ProPublica and The Wall Street Journal each detailed the efforts in separate articles after uncovering dozens of applications filed by Chicago-area parents to financially divorce themselves from their kids over the past year and a half.

As part of the strategy, wealthy parents allegedly file paperwork to transfer legal custody of their kids to other relatives, friends or even co-workers. When the transfers are complete — often during their junior or senior years of high school — students are then able to declare themselves financially independent on college applications.
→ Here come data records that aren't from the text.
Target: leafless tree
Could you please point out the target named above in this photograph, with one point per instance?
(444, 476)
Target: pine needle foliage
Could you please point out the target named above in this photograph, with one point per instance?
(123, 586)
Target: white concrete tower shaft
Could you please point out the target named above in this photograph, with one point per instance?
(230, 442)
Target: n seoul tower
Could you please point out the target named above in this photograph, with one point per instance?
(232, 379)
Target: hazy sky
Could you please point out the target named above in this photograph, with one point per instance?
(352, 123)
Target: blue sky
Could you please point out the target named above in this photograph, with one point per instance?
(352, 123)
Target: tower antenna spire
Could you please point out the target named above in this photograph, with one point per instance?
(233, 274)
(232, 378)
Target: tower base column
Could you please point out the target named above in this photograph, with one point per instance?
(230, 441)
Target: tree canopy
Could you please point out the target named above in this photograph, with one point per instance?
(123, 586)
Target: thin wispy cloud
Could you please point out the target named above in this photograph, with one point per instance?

In one instance detailed by the Journal, a student whose parents owned a $1.2 million home only had to declare $4,200 in income from a summer job.
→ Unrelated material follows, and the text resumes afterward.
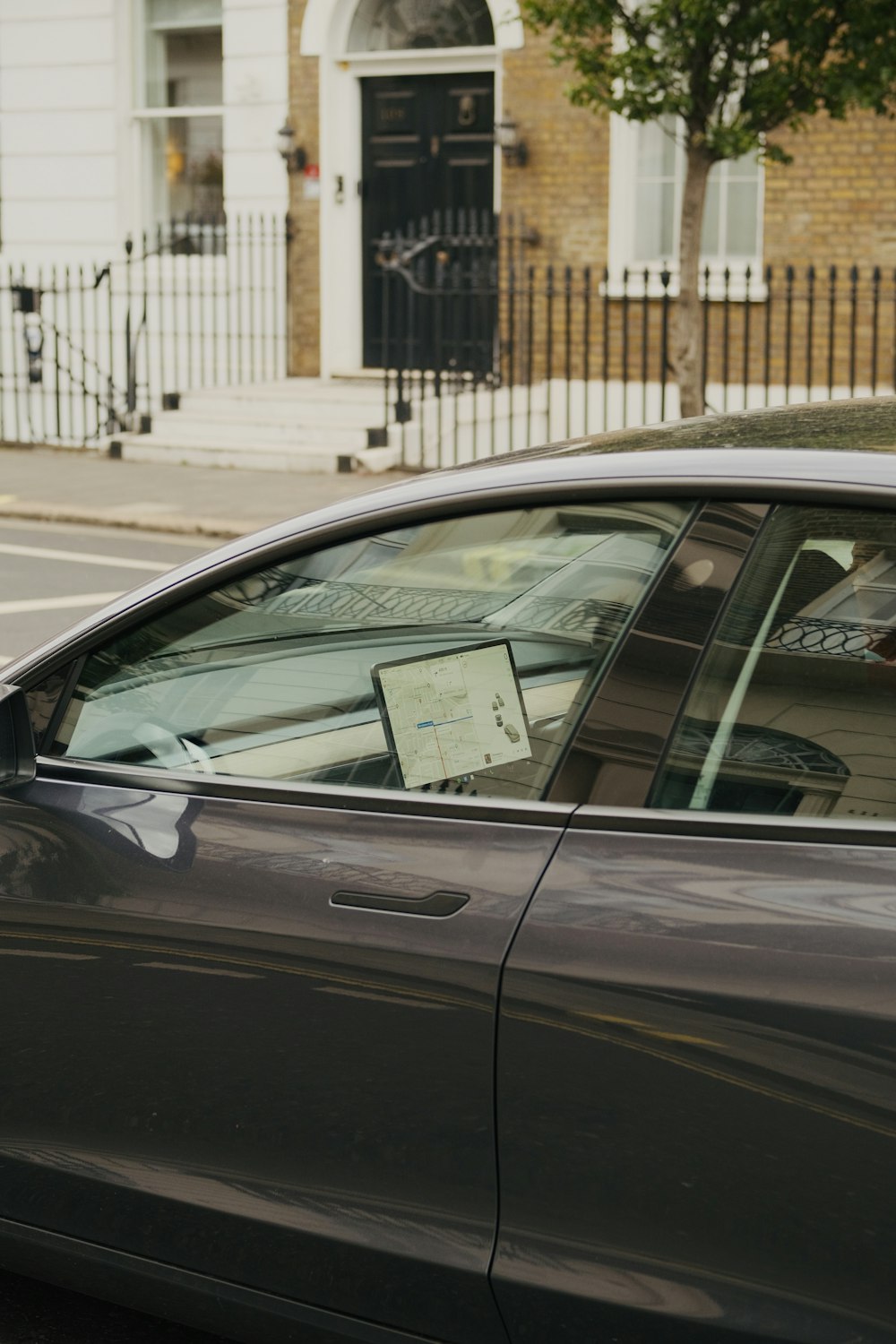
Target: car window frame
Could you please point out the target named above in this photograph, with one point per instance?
(530, 495)
(649, 819)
That student was able to obtain about $47,000 in scholarships and federal Pell grants to attend a private university that costs $65,000 per year.

The practice is legal, but the Journal notes that the Education Department is looking into the matter. The agency did not immediately respond to HuffPost’s request for comment.
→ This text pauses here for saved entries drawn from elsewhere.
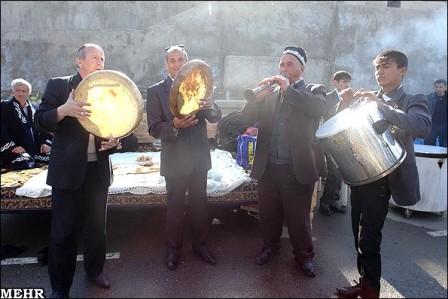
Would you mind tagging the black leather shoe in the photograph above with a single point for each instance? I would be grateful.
(59, 294)
(171, 260)
(101, 281)
(308, 269)
(351, 291)
(206, 256)
(335, 207)
(42, 256)
(324, 211)
(265, 256)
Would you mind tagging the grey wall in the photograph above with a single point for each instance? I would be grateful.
(241, 41)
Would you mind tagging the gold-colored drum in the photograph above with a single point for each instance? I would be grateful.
(116, 103)
(193, 82)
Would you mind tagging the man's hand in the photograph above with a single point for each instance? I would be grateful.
(73, 108)
(109, 143)
(185, 122)
(45, 149)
“It’s a scam,” Andy Borst, the director of undergraduate admissions at the University of Illinois at Urbana-Champaign, told ProPublica. “Wealthy families are manipulating the financial aid process to be eligible for financial aid they would not be otherwise eligible for. They are taking away opportunities from families that really need it.” Borst also spoke with ProPublica.

ProPublica noted that laws in Illinois governing the transfer of legal guardianship are broadly written and that as long as the parents, children and the court agree, a judge can approve the transfer even if parents are able to financially support their kids.

Almost all of the cases cited by ProPublica and the Journal echo language that says the new guardians “can provide educational and financial support and opportunities to the minor that her parents could not otherwise provide.”

"Injustice anywhere is a threat to justice everywhere."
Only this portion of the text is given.